The only timeline the Yankees have acknowledged regarding Aaron Judge is 10 days.

Judge officially was shuffled to the 10-day injured list Wednesday with what the club announced is a “right great toe sprain.”

Manager Aaron Boone said he did not expect to have further clarity on the Yankees’ best player until this weekend, when he hopes swelling will have subsided and the toe can be evaluated.

Judge received a platelet-rich plasma injection in the toe Tuesday night that is intended to speed up the healing process, but which left him “pretty sore” a day later, Boone said.

The team will not know much more until the swelling goes down.

“Think about getting a shot in your big toe — you got to get over that,” the manager said after the Yankees-White Sox game in The Bronx was postponed due to air quality concerns. “Then we’ll see where we’re at.”


Aaron Judge
AP

Judge suffered the injury at Dodger Stadium on Saturday, missed two games amid medical testing and then was revealed to have what the Yankees called a “right toe contusion and sprain of the ligament.”

That diagnosis sounds vague to a medical professional, too.

“It could be a really simple, minor injury,” said Dr. Andrew Brief, an orthopedic surgeon in Ridgewood, N.J., who is fellowship-trained in foot and ankle surgery. “All the way to the other end of the spectrum, which could be a turf toe injury.”

Brief, who has not examined Judge or seen the scans on his foot, did not want to speculate on the exact nature of the injury or a timeline.

What he could surmise, though, is the fact the club placed Judge on the IL suggests the injury is serious enough that he either cannot or should not play through it.

This is not a toe-stub that can be shaken off.


Yankees
Aaron Judge goes crashing into the bullpen fence at Dodgers Stadium.
New York Yankees / Twitter

“One of two things is happening,” Brief said over the phone. “Either he’s having enough pain where, subjectively, he can’t hit or run, [or] the MRI findings suggested that it would be unsafe for him to go back and play right away.”

DJ LeMahieu suffered a broken bone in his right big toe and ligament damage in his second toe last year, and those injuried essentially wrecked his season.

He posted an .813 OPS through July, before the injuries, and a .509 OPS from August through October.

Boone said LeMahieu’s injury was “different” and “more complicated” than Judge’s.

“The thought is he’ll get over this in time,” Boone said of Judge, “and he’ll be [completely] healed.”

LeMahieu is proof of how integral a right big toe is for a right-handed hitter.
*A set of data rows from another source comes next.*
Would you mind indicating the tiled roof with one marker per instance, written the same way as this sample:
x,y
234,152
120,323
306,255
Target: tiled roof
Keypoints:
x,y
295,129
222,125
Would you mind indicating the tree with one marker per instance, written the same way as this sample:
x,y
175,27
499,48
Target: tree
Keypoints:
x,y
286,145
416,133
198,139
Without his ability to turn on his back foot during his swing, LeMahieu’s power was sapped.

“There’s a lot of torque and leverage to the right foot for a right-handed hitter,” Brief said. “There is definitely a significant amount of strain imparted to the great toe during the swing cycle.”
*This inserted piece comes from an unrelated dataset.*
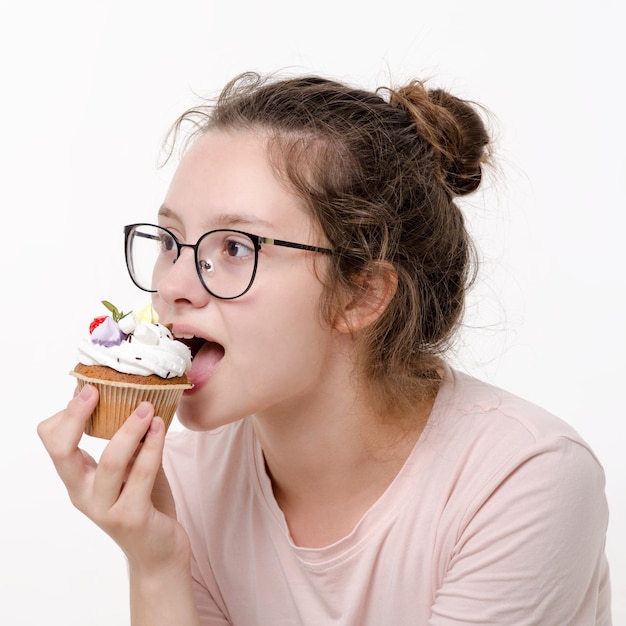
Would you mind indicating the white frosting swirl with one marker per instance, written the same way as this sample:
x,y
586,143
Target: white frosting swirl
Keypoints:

The Yankees cannot afford to allow Judge, who also runs around the outfield, to be compromised at the plate.

His 19 home runs lead the American League, and his 1.078 OPS is the best in baseball.

The recent returns from the IL of Giancarlo Stanton and Josh Donaldson will help the Yankees’ lineup, but Judge is the catalyst and captain.

A day after Judge banged his foot against the concrete at the base of the Dodger Stadium right-field wall while making a remarkable catch, the superstar could not rule out the possibility his toe was broken. The public diagnosis, while vague, at least ruled out a fracture, which would have been more serious.

But the injury is evidently severe enough that Judge will be sidelined for at least a while.